The moment my car stalled out, I knew we would be saying our goodbyes soon. In fact, when I found out the total estimate of the repair costs, it was time to let go. I felt like, “I was lost on a lonely highway.” Until I contacted my roadside assistance.
My need for transportation was simple. I need a better way to get to school and work. At first, the thought of buying a car meant that I could save on public transportation costs. I had insurance and maintenance cost covered. I would take care of them from the extra funds from my part-time job. It all seemed practical.
Shortly after, a friend gave me a listing of a car that he found on Craigslist. A 1997 Suburu Legacy, 4 door coupe, (1) owner and it ran great. That is, in a nutshell, how the add ran online with a picture. They were asking for $1,400 and I had saved up $1,500. I was able to talk them down to $1,000. (I know. I know. I should have checked the car fax.)
I was elated for months with my new car. In complete denial of how much I was spending on gas, how the right front tire was replaced (3) times this year and how at this point the car would stall at every braking point. Hey, these were all minor issues that could be resolved or worked around. (I know. I know. I should have got a diagnostic test.) I kept telling myself, “you get what you pay for.” At least I was saving on insurance because of the year and make and model of the car. I was only carrying liability.
Unfortunately, I was barely getting to school and work. After a few months into the new year I really began to have problems. At this point, I had endured the fees of a busted windshield, oil leak, starter replacement, distributor cap and the brakes fixed twice. Every bump in the road meant that I had to get out and reassemble the battery line. Even on those cold winter mornings. Sometimes, in the middle of traffic. I gained an oil leak when I decided to let a “back yard mechanic” work on my car.
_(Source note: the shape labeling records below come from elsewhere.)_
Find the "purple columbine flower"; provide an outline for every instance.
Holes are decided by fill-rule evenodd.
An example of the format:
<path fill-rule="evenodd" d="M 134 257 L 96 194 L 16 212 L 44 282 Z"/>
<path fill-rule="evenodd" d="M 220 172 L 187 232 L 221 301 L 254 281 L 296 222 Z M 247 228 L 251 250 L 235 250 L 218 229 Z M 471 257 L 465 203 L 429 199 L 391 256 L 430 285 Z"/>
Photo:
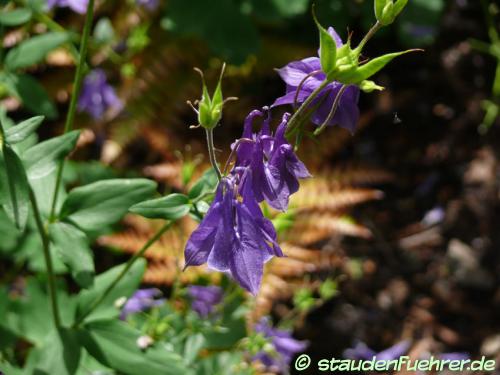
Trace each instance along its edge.
<path fill-rule="evenodd" d="M 349 359 L 363 359 L 368 360 L 377 357 L 377 360 L 389 361 L 397 359 L 405 354 L 410 348 L 411 342 L 404 340 L 398 342 L 396 345 L 391 346 L 379 353 L 370 349 L 364 342 L 358 342 L 353 348 L 344 350 L 344 358 Z"/>
<path fill-rule="evenodd" d="M 216 305 L 221 303 L 223 292 L 218 286 L 191 285 L 188 294 L 193 299 L 191 308 L 205 318 L 213 312 Z"/>
<path fill-rule="evenodd" d="M 158 298 L 162 295 L 156 288 L 139 289 L 130 297 L 123 306 L 120 318 L 125 319 L 128 315 L 148 310 L 152 307 L 162 305 L 164 298 Z"/>
<path fill-rule="evenodd" d="M 78 100 L 80 111 L 85 111 L 98 120 L 108 108 L 121 108 L 122 106 L 115 89 L 108 84 L 106 74 L 102 69 L 94 69 L 87 74 Z"/>
<path fill-rule="evenodd" d="M 47 7 L 52 9 L 57 6 L 59 8 L 71 8 L 76 13 L 85 14 L 89 0 L 47 0 Z"/>
<path fill-rule="evenodd" d="M 342 40 L 333 27 L 328 28 L 328 32 L 334 38 L 337 48 L 341 47 L 343 45 Z M 297 103 L 304 102 L 326 79 L 325 73 L 321 71 L 319 57 L 308 57 L 300 61 L 293 61 L 285 67 L 278 69 L 278 74 L 286 83 L 286 94 L 276 99 L 273 103 L 273 107 L 284 104 L 294 104 L 297 90 L 307 75 L 311 74 L 302 84 L 301 90 L 297 96 Z M 313 100 L 311 106 L 318 106 L 311 116 L 311 121 L 314 124 L 321 125 L 325 122 L 341 87 L 341 83 L 334 81 L 328 84 L 316 99 Z M 359 88 L 355 85 L 348 86 L 340 98 L 335 115 L 328 125 L 339 125 L 353 133 L 359 119 L 358 99 Z"/>
<path fill-rule="evenodd" d="M 267 116 L 265 112 L 268 112 Z M 266 118 L 260 131 L 254 133 L 253 120 L 263 116 Z M 243 179 L 242 188 L 251 183 L 258 202 L 265 200 L 271 207 L 281 211 L 287 210 L 290 195 L 299 190 L 299 178 L 311 176 L 285 138 L 289 117 L 290 115 L 285 113 L 281 124 L 272 135 L 268 109 L 264 108 L 262 112 L 252 111 L 245 119 L 242 135 L 243 139 L 252 142 L 238 145 L 236 161 L 237 167 L 250 170 L 247 179 Z"/>
<path fill-rule="evenodd" d="M 257 294 L 264 263 L 283 253 L 251 183 L 240 190 L 239 177 L 220 181 L 212 205 L 187 242 L 184 256 L 186 267 L 207 263 L 211 269 L 229 272 L 243 288 Z M 243 178 L 251 179 L 251 174 L 244 173 Z"/>
<path fill-rule="evenodd" d="M 153 11 L 158 8 L 159 0 L 136 0 L 136 4 Z"/>
<path fill-rule="evenodd" d="M 307 348 L 307 342 L 294 339 L 289 331 L 272 328 L 266 318 L 255 325 L 255 331 L 271 339 L 277 356 L 262 351 L 253 359 L 260 361 L 272 371 L 286 372 L 295 354 Z"/>

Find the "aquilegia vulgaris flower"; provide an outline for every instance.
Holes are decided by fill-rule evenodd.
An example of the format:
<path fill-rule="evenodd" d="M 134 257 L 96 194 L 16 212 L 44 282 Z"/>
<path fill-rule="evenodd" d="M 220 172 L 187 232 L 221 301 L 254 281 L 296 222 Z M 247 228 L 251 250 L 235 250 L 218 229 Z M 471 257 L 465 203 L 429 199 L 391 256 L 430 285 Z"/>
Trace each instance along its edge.
<path fill-rule="evenodd" d="M 377 353 L 374 350 L 370 349 L 364 342 L 358 342 L 353 348 L 346 349 L 343 354 L 345 358 L 349 359 L 369 360 L 376 356 L 377 360 L 389 361 L 392 359 L 397 359 L 404 355 L 408 351 L 410 346 L 411 342 L 408 340 L 404 340 Z"/>
<path fill-rule="evenodd" d="M 193 299 L 191 308 L 202 318 L 210 315 L 214 307 L 222 302 L 222 289 L 218 286 L 191 285 L 188 294 Z"/>
<path fill-rule="evenodd" d="M 272 328 L 268 319 L 265 318 L 255 325 L 255 331 L 271 339 L 277 355 L 273 356 L 262 351 L 257 353 L 253 359 L 260 361 L 271 371 L 287 371 L 295 354 L 303 352 L 307 348 L 307 342 L 294 339 L 288 331 Z"/>
<path fill-rule="evenodd" d="M 243 178 L 251 179 L 251 174 L 244 173 Z M 210 209 L 187 242 L 184 256 L 186 267 L 207 263 L 214 270 L 229 272 L 243 288 L 257 294 L 264 263 L 283 253 L 251 183 L 239 191 L 239 179 L 239 175 L 232 175 L 220 181 Z"/>
<path fill-rule="evenodd" d="M 160 306 L 165 302 L 161 297 L 161 291 L 156 288 L 139 289 L 130 297 L 121 312 L 121 319 L 125 319 L 128 315 L 148 310 L 154 306 Z"/>
<path fill-rule="evenodd" d="M 268 112 L 267 115 L 265 112 Z M 264 116 L 266 118 L 260 131 L 253 133 L 253 120 Z M 243 140 L 252 142 L 240 141 L 236 161 L 236 169 L 247 167 L 250 171 L 247 176 L 251 175 L 251 179 L 247 177 L 243 180 L 240 189 L 251 183 L 258 202 L 265 200 L 271 207 L 281 211 L 287 210 L 290 195 L 299 190 L 299 178 L 310 177 L 304 163 L 297 158 L 292 145 L 285 138 L 289 117 L 285 113 L 273 136 L 269 110 L 252 111 L 245 120 L 242 136 Z"/>
<path fill-rule="evenodd" d="M 87 74 L 78 100 L 80 111 L 85 111 L 98 120 L 108 108 L 121 108 L 122 105 L 121 100 L 116 96 L 115 89 L 108 84 L 106 74 L 102 69 L 94 69 Z"/>
<path fill-rule="evenodd" d="M 89 0 L 47 0 L 47 7 L 52 9 L 55 6 L 59 8 L 71 8 L 73 11 L 85 14 Z"/>
<path fill-rule="evenodd" d="M 342 40 L 333 27 L 330 27 L 328 32 L 335 40 L 337 48 L 341 47 L 343 45 Z M 297 103 L 303 103 L 326 79 L 325 73 L 321 71 L 319 57 L 308 57 L 300 61 L 293 61 L 285 67 L 278 69 L 278 73 L 286 83 L 286 93 L 284 96 L 276 99 L 273 107 L 294 104 L 295 97 L 297 97 Z M 308 75 L 310 76 L 305 79 Z M 302 87 L 300 87 L 300 91 L 297 94 L 301 83 Z M 311 108 L 317 106 L 311 116 L 311 121 L 314 124 L 321 125 L 325 122 L 341 87 L 342 84 L 339 82 L 329 83 L 313 100 Z M 359 119 L 358 99 L 359 88 L 355 85 L 348 86 L 342 94 L 335 115 L 329 121 L 328 125 L 339 125 L 350 132 L 354 132 Z"/>
<path fill-rule="evenodd" d="M 136 4 L 153 11 L 158 8 L 159 0 L 136 0 Z"/>

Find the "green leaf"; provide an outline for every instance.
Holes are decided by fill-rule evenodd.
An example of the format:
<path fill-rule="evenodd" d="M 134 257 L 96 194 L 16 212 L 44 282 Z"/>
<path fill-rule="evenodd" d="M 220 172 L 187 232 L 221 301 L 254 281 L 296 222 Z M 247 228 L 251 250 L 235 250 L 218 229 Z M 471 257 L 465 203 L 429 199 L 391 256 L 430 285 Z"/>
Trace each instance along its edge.
<path fill-rule="evenodd" d="M 401 13 L 403 11 L 406 4 L 408 4 L 408 0 L 397 0 L 394 3 L 394 8 L 392 10 L 393 14 L 394 14 L 394 18 L 396 18 L 399 15 L 399 13 Z"/>
<path fill-rule="evenodd" d="M 115 38 L 115 30 L 111 20 L 103 17 L 97 21 L 94 27 L 94 40 L 97 43 L 111 43 Z"/>
<path fill-rule="evenodd" d="M 379 86 L 375 82 L 370 81 L 370 80 L 361 81 L 361 83 L 359 84 L 359 88 L 361 90 L 363 90 L 364 92 L 368 92 L 368 93 L 375 91 L 375 90 L 382 91 L 385 89 L 383 86 Z"/>
<path fill-rule="evenodd" d="M 205 337 L 201 333 L 188 336 L 184 345 L 184 362 L 188 365 L 193 363 L 198 357 L 198 353 L 205 345 Z"/>
<path fill-rule="evenodd" d="M 128 209 L 150 198 L 156 183 L 143 178 L 94 182 L 71 190 L 61 209 L 61 217 L 84 231 L 99 230 L 114 224 Z"/>
<path fill-rule="evenodd" d="M 210 168 L 189 190 L 189 199 L 197 200 L 206 194 L 213 193 L 217 187 L 217 183 L 217 174 L 213 168 Z"/>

I guess this is when I began to feel buyer’s remorse.
After having the car stall out on me, not being able to use any of my handy tricks to get it started and to get it out of the middle of the road, I had it towed. The mechanic was telling me within 24 hours my motor was blown and I had a leak in the gas tank. The estimated repair costs would be $2,883. He assured me the bill wouldn’t go over $300 of what he already had quoted me. I officially said goodbye to my car. The mechanic and I made a deal concerning the car. He would give me $300 for the title and the car, for parts. Of course, I had just about repaired everything that he wasn’t set to repair.
It’s been a week now and I rationalize it all by saying, “I can save on repair costs and insurance. It’s cheaper to ride public transportation.” I pat myself on the back for not spreading emissions into the environment. Just then, I formally whispered a final goodbye to my car.